Собрался-таки сельский сход.

Все, как штык на Отечественную войну, явились. Только трёх деятелей где-то задержало: Главу безголосого, Поэта бесчувственного да Художника беспрозванного. С Главы-то безголосой такой же прок, как и с безмозглой. Поэт, кажись, мосток на небеса мостил. Может, это дело важнее Символа будет, да как знать. Оно и на земле временами краше рая. Сиди да описывай! А с Художника беспрозванного какой спрос? От его сумрачных пастелей на село только туман напускался. А в творческие просветы Художник ремеслом занят был: с окольного отшиба городьбу возводил.

До исхода дня сельский сход с места не сходил.

– Пусть на мою кобылу Дусю обликом будет! – заявляет выпивший конюх.

– …на мою Майку-ведерницу! – противоречит ему доярка да всё норовит выпившему конюху шапку на нос натянуть.

Мужское население хочет видеть в Символе современную Модель с большими сиськами, но с поубавленным чтобы гонором. А женская половина – принца заезжего, благообразного да непьющего.

Разве в живой природе такие недоразумения встречаются?!.

…Молодежь о харизме мечтает, а старичьё о справедливости…

– А пущай Глава нам лампочки повкручивает! Это почище Символа будет…

– …дак тогда вся грязь, как бельмо, наружу повылезает!

– …церковь строить надо.

– …оранжерею!

Долго так рядились да ругались. Наконец, пришли к согласию. Каждый при своем мнении остался, а за общее решение проголосовал… единогласно. Решили избрать инициативную группу, которая образ выдумает и Символ изобразит. В инициативную группу избрали отсутствующих на сходе – в знак наказания и уважения – Главу безголосую, Поэта бесчувственного и Художника беспрозванного.

Как там инициативная группа работала – никто не ведает. Только вскоре символические безобразия в селе поутихли… А инициативные сподвижники бродили по дворам в поисках помощников и сочувствующих. Зря время тратили – народ, задумавший Символ, свою миссию выполнил и побочные страстные призывы игнорировал.

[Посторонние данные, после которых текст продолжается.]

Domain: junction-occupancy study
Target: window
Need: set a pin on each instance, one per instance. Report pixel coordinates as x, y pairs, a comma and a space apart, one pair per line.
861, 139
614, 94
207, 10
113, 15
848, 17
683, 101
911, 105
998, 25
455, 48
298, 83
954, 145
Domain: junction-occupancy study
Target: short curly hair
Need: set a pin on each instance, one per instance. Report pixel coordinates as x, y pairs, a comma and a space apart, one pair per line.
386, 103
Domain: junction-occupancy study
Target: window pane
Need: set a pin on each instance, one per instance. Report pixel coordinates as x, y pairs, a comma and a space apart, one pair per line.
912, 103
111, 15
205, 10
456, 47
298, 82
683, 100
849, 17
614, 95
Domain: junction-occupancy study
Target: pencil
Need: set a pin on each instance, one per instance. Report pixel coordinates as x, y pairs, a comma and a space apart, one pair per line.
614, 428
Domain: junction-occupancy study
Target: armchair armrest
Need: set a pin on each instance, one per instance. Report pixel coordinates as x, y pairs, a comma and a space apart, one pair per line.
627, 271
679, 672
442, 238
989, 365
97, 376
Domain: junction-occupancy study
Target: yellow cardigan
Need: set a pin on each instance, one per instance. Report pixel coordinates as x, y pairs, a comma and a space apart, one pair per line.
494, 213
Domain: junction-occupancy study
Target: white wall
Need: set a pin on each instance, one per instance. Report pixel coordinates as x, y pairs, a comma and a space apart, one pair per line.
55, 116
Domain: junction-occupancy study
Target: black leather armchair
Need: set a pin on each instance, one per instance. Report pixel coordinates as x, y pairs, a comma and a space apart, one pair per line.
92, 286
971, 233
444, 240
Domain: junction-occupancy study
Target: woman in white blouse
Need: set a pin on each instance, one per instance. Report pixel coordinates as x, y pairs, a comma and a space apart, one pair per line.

Наконец, место было найдено, расчищено и освящено. В напутственном молебне божий пастырь благословил благое начинание. Под благословение не попали лишь растерянные и умышленные, во главе с безголосой Главой.

С падением последнего осинового листа сподвижники заложили первый камень. На закладку собрался стар и млад. За исключением Главы безголосой и безмозглой: отвертелась, неосвящённая.

Зеваки возгласами довольства и радости поощряли работу избранных. Любовались ловкими их движениями, игрой мускулов и одухотворенными лицами.

И лишь некоторые из сельчан – самые отзывчивые и сострадательные – норовили оказать посильную помощь. Больше суетились и мешкали. А когда краеугольный камень был заложен в основание – с неохотой расходились по домам, унося в душе порыв энтузиазма и светлый праздник.

Дни шли. Каменные глыбы, одна за другой, находили свое место в задуманной композиции. Рутинная работа воздвижения Символа сочетала в себе искусство каменщика, каменотеса и ваятеля. Освященные божественным перстом, избранные мастера вдохновенно приступали к работе по утрам и заканчивали её в крайнем утомлении поздним вечером. Бронзовые их тела блестели рабочим потом. Взоры сверкали, а уста ритмично твердили гимны и молитвы. А если и сквозила в них иногда досада, то понять её никто не мог и не пытался.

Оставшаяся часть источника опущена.